Pochi mesi fa l’appello della figlia di una vittima sulla strada
Non a caso nel febbraio 2026 abbiamo pubblicato la lettera dell’avvocata Carmen De Salvo: “Mia madre è tragicamente scomparsa nel giugno del 2025 a Messina, mentre attraversava sulle strisce pedonali in via Tommaso Cannizzaro. La sicurezza stradale in Italia resta un’emergenza civile: nel 2024 si sono verificati 173.364 incidenti con lesioni, 3.030 persone decedute e 233.853 feriti, con comportamenti quali distrazione, mancato rispetto della precedenza e velocità eccessiva tra le cause più frequenti”.
E ancora: “Credo sia fondamentale non solo raccontare questa tragedia personale, ma promuovere una vera campagna di sensibilizzazione sulla sicurezza stradale che coinvolga istituzioni, scuole, associazioni e cittadini”.
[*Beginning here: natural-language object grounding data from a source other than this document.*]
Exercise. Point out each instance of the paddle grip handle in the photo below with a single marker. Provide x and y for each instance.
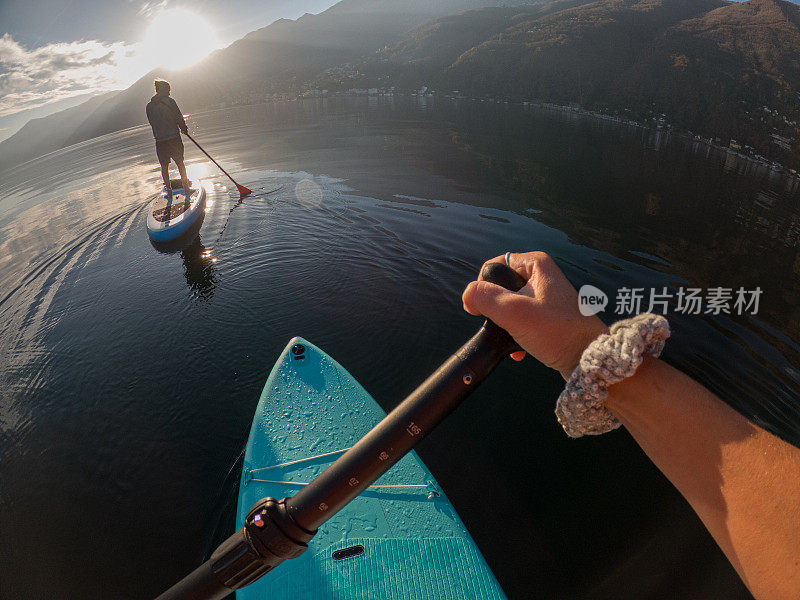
(278, 530)
(506, 277)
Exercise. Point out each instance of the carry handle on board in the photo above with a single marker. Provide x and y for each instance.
(276, 530)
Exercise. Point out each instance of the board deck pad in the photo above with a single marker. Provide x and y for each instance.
(413, 544)
(165, 209)
(169, 218)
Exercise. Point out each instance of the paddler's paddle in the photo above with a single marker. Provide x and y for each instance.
(276, 530)
(242, 190)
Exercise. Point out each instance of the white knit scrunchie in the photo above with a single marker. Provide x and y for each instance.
(610, 358)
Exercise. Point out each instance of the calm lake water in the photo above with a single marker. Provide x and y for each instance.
(130, 374)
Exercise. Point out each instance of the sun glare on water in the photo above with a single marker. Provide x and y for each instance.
(178, 38)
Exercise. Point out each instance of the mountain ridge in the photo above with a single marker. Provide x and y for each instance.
(711, 66)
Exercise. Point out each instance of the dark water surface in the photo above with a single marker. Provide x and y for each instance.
(130, 375)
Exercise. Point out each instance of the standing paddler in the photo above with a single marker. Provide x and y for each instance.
(167, 122)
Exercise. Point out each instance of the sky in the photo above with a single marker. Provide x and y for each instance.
(54, 51)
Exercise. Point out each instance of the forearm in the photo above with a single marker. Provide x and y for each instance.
(743, 482)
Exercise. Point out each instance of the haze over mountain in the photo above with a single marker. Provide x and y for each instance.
(270, 58)
(709, 65)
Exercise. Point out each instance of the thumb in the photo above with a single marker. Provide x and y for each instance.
(487, 299)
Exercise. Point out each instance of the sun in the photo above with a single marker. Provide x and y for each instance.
(178, 38)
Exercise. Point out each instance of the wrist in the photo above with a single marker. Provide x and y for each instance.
(586, 334)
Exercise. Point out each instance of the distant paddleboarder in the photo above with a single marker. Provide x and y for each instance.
(167, 122)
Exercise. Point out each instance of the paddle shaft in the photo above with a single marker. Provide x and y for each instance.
(275, 531)
(239, 187)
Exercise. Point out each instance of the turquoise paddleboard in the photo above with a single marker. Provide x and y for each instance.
(400, 539)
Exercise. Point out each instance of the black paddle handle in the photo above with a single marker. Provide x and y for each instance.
(278, 530)
(413, 419)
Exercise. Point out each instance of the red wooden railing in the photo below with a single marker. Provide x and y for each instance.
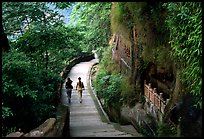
(152, 95)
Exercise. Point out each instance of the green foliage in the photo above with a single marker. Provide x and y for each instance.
(164, 130)
(29, 93)
(185, 24)
(108, 87)
(96, 25)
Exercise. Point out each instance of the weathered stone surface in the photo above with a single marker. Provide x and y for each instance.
(15, 134)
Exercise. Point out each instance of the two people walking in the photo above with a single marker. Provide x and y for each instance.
(79, 88)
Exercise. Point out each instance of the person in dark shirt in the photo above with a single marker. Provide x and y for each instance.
(69, 88)
(80, 87)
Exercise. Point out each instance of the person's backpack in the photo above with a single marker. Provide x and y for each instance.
(81, 85)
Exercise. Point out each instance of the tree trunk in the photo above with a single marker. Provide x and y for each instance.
(4, 41)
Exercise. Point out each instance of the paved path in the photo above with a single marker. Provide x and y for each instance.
(85, 119)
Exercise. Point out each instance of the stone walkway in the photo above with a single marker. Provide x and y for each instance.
(85, 119)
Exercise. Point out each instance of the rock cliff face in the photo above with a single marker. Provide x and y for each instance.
(142, 52)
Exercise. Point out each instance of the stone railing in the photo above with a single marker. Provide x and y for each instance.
(152, 95)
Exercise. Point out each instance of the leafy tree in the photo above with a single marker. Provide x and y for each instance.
(96, 24)
(184, 21)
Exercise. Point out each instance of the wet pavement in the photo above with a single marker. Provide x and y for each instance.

“Le istituzioni devono intervenire a Messina con misure concrete”
“È altresì importante sollecitare, anche vostro tramite, le istituzioni competenti a intervenire con misure concrete a Messina quali l’installazione di dossi, l’aumento dei controlli sul rispetto del Codice della strada, l’adeguamento della segnaletica e la protezione degli attraversamenti pedonali, per rendere più sicure le vie cittadine. Allo stesso modo, ritengo fondamentale che la voce delle vittime, delle loro famiglie e della comunità messinese sia ascoltata anche nelle sedi giudiziarie e istituzionali, affinché chi deve giudicare e chi è chiamato a decidere su queste questioni percepisca quanto questo problema sia sentito e condiviso da tutta la collettività”, ha evidenziato nella lettera la cittadina messinese.

Aspettiamo le solite inutili riunioni in Prefettura!
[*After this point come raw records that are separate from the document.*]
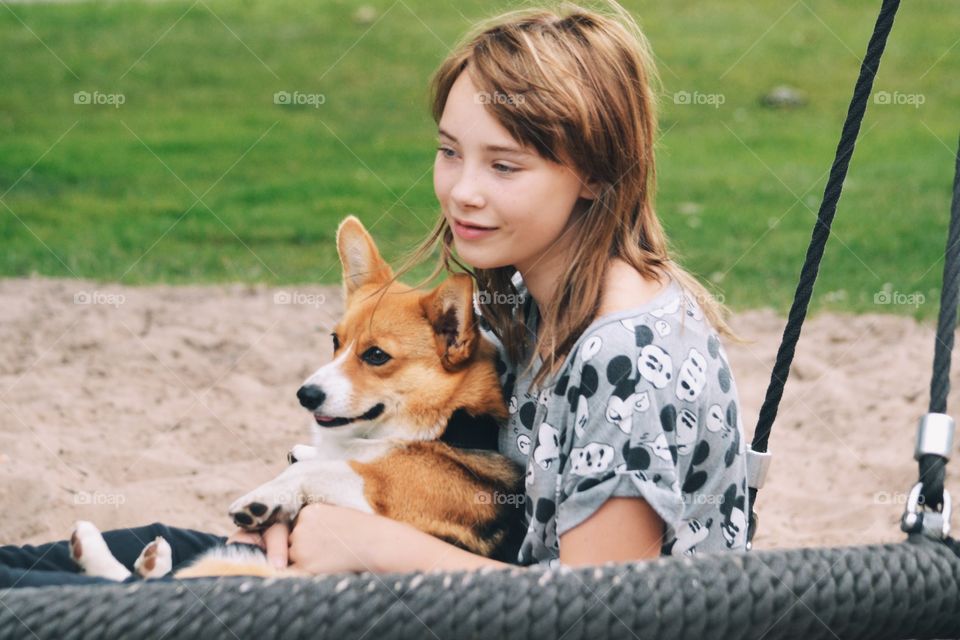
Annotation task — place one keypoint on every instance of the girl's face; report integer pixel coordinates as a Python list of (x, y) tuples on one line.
[(521, 202)]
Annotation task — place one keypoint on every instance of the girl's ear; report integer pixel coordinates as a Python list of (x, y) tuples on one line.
[(591, 190)]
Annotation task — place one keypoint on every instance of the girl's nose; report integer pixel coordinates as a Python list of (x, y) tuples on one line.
[(466, 192)]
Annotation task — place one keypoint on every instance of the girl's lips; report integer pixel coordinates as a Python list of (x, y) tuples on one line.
[(471, 233)]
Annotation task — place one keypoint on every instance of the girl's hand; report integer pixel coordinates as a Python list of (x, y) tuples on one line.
[(329, 539), (274, 541)]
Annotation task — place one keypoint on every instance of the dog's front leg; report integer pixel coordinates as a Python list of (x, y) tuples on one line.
[(331, 482)]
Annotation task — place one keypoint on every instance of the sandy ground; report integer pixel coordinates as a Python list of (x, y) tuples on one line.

Basta saper leggere il Vostro articolo per un esame di coscienza!
Istituzioni assenti.
Cause in primis velocità .Molti patentati non conoscono non le precedenze non lo Stop e non il segnale di dare la precedenza.
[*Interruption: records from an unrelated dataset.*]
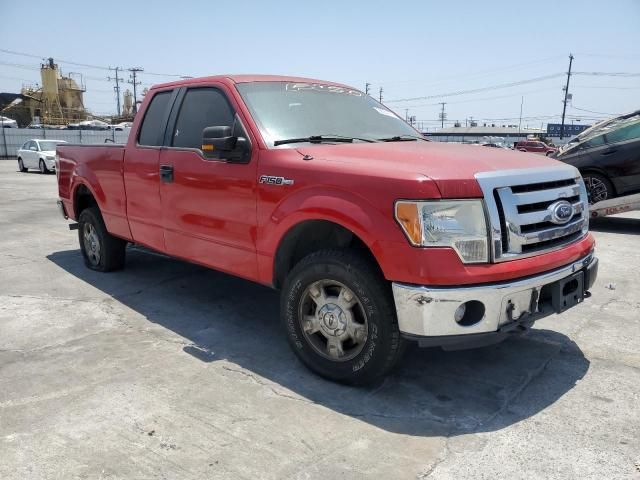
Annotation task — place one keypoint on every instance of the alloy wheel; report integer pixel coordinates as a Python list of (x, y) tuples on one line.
[(91, 244), (333, 320)]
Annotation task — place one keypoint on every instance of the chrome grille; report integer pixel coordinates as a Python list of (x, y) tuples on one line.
[(520, 207)]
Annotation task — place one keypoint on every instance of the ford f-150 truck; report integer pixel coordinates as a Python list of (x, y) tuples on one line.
[(373, 234)]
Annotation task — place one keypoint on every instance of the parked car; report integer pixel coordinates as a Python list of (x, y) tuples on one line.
[(493, 145), (608, 157), (6, 122), (535, 146), (89, 125), (40, 154), (121, 127), (374, 235)]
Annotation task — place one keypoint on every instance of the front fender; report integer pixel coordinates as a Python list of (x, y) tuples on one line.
[(370, 223)]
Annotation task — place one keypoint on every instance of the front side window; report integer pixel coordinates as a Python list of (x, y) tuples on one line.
[(288, 110), (201, 108), (152, 129)]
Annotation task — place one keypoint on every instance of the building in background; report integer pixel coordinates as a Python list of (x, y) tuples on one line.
[(57, 101)]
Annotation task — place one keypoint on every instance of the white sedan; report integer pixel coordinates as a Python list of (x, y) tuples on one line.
[(40, 154), (6, 122)]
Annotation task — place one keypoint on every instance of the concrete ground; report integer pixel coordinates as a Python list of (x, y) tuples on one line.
[(169, 370)]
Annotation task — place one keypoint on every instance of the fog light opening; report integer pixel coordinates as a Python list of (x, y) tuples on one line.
[(469, 313)]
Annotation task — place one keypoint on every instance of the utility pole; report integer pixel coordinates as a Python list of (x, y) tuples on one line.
[(520, 121), (117, 87), (566, 93), (442, 114), (132, 80)]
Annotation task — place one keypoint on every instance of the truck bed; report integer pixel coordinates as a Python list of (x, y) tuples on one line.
[(102, 166)]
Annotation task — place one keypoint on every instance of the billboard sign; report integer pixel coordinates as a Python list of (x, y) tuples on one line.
[(553, 129)]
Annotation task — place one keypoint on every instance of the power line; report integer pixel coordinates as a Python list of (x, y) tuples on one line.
[(483, 89), (609, 74), (599, 113), (480, 73), (116, 88), (86, 65)]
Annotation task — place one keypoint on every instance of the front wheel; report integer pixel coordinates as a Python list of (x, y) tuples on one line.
[(339, 315), (101, 250), (599, 188)]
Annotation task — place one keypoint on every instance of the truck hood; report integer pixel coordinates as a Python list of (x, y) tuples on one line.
[(452, 166)]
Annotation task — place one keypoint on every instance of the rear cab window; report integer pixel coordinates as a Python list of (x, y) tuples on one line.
[(153, 124), (202, 107)]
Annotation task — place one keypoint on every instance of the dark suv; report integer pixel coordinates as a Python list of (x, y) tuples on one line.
[(608, 157)]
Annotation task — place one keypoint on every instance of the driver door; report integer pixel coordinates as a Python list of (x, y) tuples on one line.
[(209, 205)]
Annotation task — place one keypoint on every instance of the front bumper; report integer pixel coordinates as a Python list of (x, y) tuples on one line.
[(61, 209), (427, 313)]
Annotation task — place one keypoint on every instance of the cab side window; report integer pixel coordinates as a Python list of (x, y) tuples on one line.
[(201, 108), (152, 129), (623, 134)]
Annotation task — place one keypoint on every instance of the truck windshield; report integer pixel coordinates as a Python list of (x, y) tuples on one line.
[(287, 111)]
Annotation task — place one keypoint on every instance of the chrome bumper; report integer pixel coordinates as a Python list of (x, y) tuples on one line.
[(429, 311)]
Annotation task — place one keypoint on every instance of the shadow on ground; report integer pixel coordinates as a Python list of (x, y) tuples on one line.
[(616, 225), (431, 393)]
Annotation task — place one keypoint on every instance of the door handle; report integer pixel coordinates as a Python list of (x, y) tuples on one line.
[(166, 173)]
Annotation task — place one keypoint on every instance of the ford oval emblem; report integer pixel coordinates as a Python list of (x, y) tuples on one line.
[(561, 212)]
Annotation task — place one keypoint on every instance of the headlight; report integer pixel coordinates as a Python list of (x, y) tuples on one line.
[(459, 224)]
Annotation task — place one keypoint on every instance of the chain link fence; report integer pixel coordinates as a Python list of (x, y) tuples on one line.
[(11, 139)]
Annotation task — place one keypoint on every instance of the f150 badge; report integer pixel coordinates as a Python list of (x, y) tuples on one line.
[(271, 180)]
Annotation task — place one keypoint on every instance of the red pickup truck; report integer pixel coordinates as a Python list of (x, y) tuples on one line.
[(374, 235)]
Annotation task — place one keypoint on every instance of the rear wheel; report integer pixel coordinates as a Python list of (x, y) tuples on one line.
[(340, 318), (101, 250), (43, 167), (599, 187)]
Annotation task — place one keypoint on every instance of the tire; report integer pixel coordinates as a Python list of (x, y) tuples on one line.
[(101, 251), (43, 167), (599, 187), (373, 344)]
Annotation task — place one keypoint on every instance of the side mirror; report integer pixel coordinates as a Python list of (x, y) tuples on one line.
[(219, 143)]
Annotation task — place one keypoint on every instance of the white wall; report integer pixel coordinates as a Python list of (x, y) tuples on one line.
[(11, 139)]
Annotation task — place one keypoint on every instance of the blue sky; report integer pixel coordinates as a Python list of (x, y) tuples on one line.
[(411, 49)]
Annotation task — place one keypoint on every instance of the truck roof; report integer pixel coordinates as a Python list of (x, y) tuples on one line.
[(245, 79)]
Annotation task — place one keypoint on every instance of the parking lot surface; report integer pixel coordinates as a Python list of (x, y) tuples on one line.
[(170, 370)]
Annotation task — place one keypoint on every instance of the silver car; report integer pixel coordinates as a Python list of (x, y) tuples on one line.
[(40, 154)]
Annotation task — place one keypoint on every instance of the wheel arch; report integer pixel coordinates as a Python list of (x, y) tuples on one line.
[(83, 197), (311, 235)]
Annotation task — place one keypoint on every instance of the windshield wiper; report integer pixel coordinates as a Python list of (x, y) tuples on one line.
[(402, 138), (322, 138)]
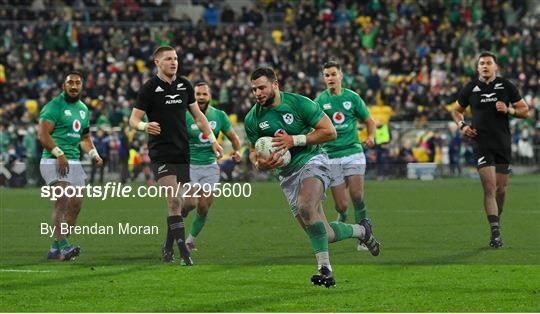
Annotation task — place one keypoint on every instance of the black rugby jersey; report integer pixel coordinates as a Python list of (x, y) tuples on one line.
[(492, 126), (167, 104)]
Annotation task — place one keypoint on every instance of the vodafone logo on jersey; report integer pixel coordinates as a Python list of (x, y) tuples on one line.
[(203, 138), (338, 117), (76, 125)]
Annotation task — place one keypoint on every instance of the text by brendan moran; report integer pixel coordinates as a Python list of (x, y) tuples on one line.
[(97, 229)]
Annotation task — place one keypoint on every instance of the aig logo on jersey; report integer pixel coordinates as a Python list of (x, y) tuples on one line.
[(489, 97), (338, 117), (288, 118), (203, 138), (76, 125)]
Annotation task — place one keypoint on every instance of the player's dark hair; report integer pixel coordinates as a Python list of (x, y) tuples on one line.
[(74, 72), (159, 50), (260, 72), (332, 64), (486, 54)]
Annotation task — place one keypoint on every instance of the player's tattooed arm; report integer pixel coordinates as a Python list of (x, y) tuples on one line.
[(273, 161), (457, 114)]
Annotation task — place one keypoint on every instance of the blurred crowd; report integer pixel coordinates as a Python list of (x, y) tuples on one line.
[(409, 56)]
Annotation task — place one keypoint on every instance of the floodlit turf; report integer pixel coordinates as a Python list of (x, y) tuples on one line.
[(253, 257)]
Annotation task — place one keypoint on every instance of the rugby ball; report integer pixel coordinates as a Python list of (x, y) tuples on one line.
[(264, 148)]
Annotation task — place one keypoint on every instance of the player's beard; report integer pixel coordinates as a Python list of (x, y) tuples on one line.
[(270, 100), (72, 99)]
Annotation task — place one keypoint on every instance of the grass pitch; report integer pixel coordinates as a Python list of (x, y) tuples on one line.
[(253, 257)]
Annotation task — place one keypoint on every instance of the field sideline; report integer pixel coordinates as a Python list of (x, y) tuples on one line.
[(252, 257)]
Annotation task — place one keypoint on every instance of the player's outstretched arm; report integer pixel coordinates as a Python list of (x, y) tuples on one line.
[(135, 121), (235, 140), (370, 141), (45, 129), (324, 132), (88, 147), (273, 161), (521, 109), (202, 124)]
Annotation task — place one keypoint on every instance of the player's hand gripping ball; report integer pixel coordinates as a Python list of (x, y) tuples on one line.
[(264, 148)]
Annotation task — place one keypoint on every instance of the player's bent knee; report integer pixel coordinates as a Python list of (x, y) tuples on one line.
[(306, 214)]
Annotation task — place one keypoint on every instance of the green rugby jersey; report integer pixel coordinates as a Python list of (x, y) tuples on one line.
[(199, 146), (295, 115), (343, 110), (70, 120)]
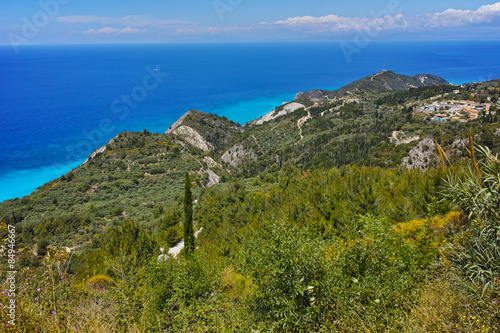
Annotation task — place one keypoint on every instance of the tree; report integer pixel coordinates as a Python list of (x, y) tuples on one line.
[(126, 250), (188, 216)]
Il semaforo per molti patentati è un optional .
Non esistono vittime della strada, così come non esistono auto impazzite o strade killer. Esistono persone uccise dalla violenza stradale, da comportamenti scorretti e dal mancato rispetto delle regole. La deontologia giornalistica depreca fortemente l’uso di formule come “vittima della strada” o “scontro auto-moto” perchè nasconde che e auto e le moto sono oggetti inanimati: non si scontrano da sole. Dietro i mezzi ci sono persone, e parlare di “impatto fatale” riduce una tragedia a una fatalità inevitabile, cancellando le responsabilità umane.
Come ricorda l’avvocata citata nel pezzo, i drammi avvengono per via di distrazione, precedenze saltate e velocità. Diamo la colpa alle condotte, non all’asfalto.